The excellent PhotoPool exhibition and talks programme at HIVEArts has continued throughout August. David Simper went down to catch three speakers programme on Saturday 17th.
Although I had heard Richard Oughton’s excellent presentation at a Blackpool Community Darkroom event at the Aunty Social venue a couple of nights before, I was keen to hear it again. As it was, bus times meant that I was slightly late and found Richard in full flow in the first floor HIVEArts gallery space.
As the best things in life tend to happen, Richard fell into recording the Northern Soul dance and music scene rather than setting out to do that. His pictures are of extremely high quality and often stunning, in both black and white and colour. They are taken using a remote flash, which is something I’ve never thought of doing; for my gig photography, I used to slap the camera on a Metz 45 flash gun, select the f5.6 aperture and that was sorted. However, this technique is based on there being no light at the venues, which is both challenging and opens up the opportunity for something creative. Many of the shots are effectively back lit silhouettes.
Of equal importance is the stories behind the personalities captured in these images and their joint love for the music and expressing themselves through dance. As I can’t dance for toffee, I’m slightly jealous here. Several of the images were of people who have left us for a variety of reasons, which added a poignant edge. Northern Soul embraces a wide diversity, all united by a passion for this musical movement.
A visit to the Brazilian scene added an international dimension. These pictures showed Northern England being duplicated in a South American country. Fascinating! The folk process continues to this day.
Next to present was James Walmsley. James did not describe himself as a photographer, but throughout as a curator. Again he seemed to have fallen into the role rather than have decided to adopt it, having spotted that work that needed to be seen was being missed. This has meant working with survivors of conflicts in Kosovo, Serbia and Palestine, and curating the work of creatives in exhibitions in the UK. James has curated an exhibition of 50 Gazan artists at Banksy’s Walled Off Hotel in Bethlehem.
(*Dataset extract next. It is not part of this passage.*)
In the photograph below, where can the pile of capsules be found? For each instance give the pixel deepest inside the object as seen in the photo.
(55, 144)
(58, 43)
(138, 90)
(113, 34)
What matters behind this is the human stories, creativity triumphing over evil. Working in Housing in Coventry, I remember the first sign of what became the Kosovan crisis – a number of stowaways disembarked from a lorry at a local service station and needed to be accommodated. James’s stand out story was that of a lady who Serbian paramilitaries had tried to kill and who’d survived despite taking 16 rounds. Now she is a creative and a mother. This sort of thing never ends – my former brother-in-law’s father had lost his family in Poland in WW2 in a similar instant.
Congratulations to James for bringing this work to the prominence it deserves under the heading of Curating Conflict.
At this point I needed to shoot off. Apologies to Sean Coboy for missing his comments on Artificial Intelligence (AI) and photography and how this will affect the future. Already we’re beginning to see a role in current elections and that’s pobably going to increase in the future.
Congratulations to HIVEArts for pulling together these fine speakers and others in the programme on ensuing days. PhotoPool continues to 31st August 2024. Thanks to Dawn Mander for providing the photographs with this article.